As the Crain's Insider is reporting (subsc.) the fight over the living wage at the Kingsbridge Armory is roiling the waters on all sides of the ideological divide: "The Kingsbridge Armory shopping mall compromise, in which the city would create a fund to subsidize wages of mall employees, would be a first. But if the Bloomberg administration and City Council nail it down, which seems likely, it probably would not be the last. That worries people on the right and left sides of the political spectrum."

The more pro development folks worry about the precedent being set-even if the final armory deal falls short of everything that the advocates really are looking for: “City government already has its tentacles in so many previously 100% private enterprises,” says Julia Vitullo Martin, director of the Center for Urban Innovation at the Regional Plan Association. “For it to embark on this particular road strikes me as dangerous. Does that mean any time the city is involved even as a minor partner, it will be pressured to set up a similar fund? Will it have to set up a fund to supplement the wages of foundations and charities and other nonprofit agencies? It’s a very unnerving precedent.”

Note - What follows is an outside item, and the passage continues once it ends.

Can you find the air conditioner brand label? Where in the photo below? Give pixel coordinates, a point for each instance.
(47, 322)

Of course, the entire point about the current advocacy for a living wage is based on the use of tax subsidies for the armory development-hardly a "previously 100% private enterprise" by any reasonable definition. But the nature of the fund itself has one advocate extremely worried.

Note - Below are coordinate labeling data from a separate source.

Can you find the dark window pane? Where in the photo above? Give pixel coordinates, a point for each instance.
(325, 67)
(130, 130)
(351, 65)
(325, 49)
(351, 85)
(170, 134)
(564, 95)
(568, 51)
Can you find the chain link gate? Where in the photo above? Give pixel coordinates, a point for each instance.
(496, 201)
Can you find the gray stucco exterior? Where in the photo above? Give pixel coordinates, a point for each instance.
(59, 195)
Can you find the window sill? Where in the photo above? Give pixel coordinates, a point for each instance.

As the Insider tells us: "On the left, Bettina Damiani, project director at Good Jobs New York, doesn’t like the precedent for a different reason. “Isn’t this an incentive for companies to pay its employees less, assuming the taxpayer will pick up the rest of the tab?” she asks. She has questions about accountability, too: Who would administer the fund? Who would monitor it? What happens if the money runs out? “The city doesn’t have a great history of allocating these pots in the most transparent or equitable manner,” she says."

Which is apparently the current sticking point in the negotiations between the city council and the mayor: How will this fund be managed, and what does it say about creating an understandable policy for retailers to provide an adequate wage for their workers? The entire policy debate has been significantly advanced.

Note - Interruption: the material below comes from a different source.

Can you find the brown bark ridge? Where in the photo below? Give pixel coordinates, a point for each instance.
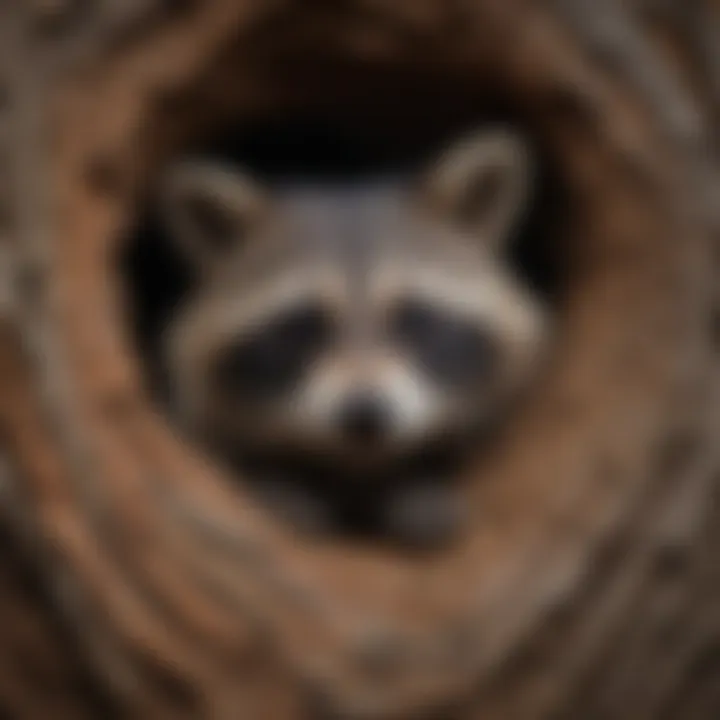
(137, 581)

As we told the Insider: "Supporters of a living wage believe they’ve moved the ball down the field, though not into the end zone. “The difficulty of negotiating this deal will be seen among the advocates as the rationale for why we need citywide legislation,” says lobbyist Richard Lipsky. “It will be a spur to mandate a living wage on all projects that are taxpayer-subsidized.”

But, as the Insider points out, the one issue that the council is firm on remains the supermarket exclusion: "The council appears inclined to make a deal, even if it bends on living-wage guarantees. One thing the Bronx delegation insists on, though, is a ban on supermarkets in the mall, to protect a longtime food market across the street from subsidized competition."

So it looks as if this will all go down to the last possible day-with a special session of the council likely to take place on Monday, the day when the ULURP clock officially runs out. Much remains in the balance, and the stakes for all involved are certainly high.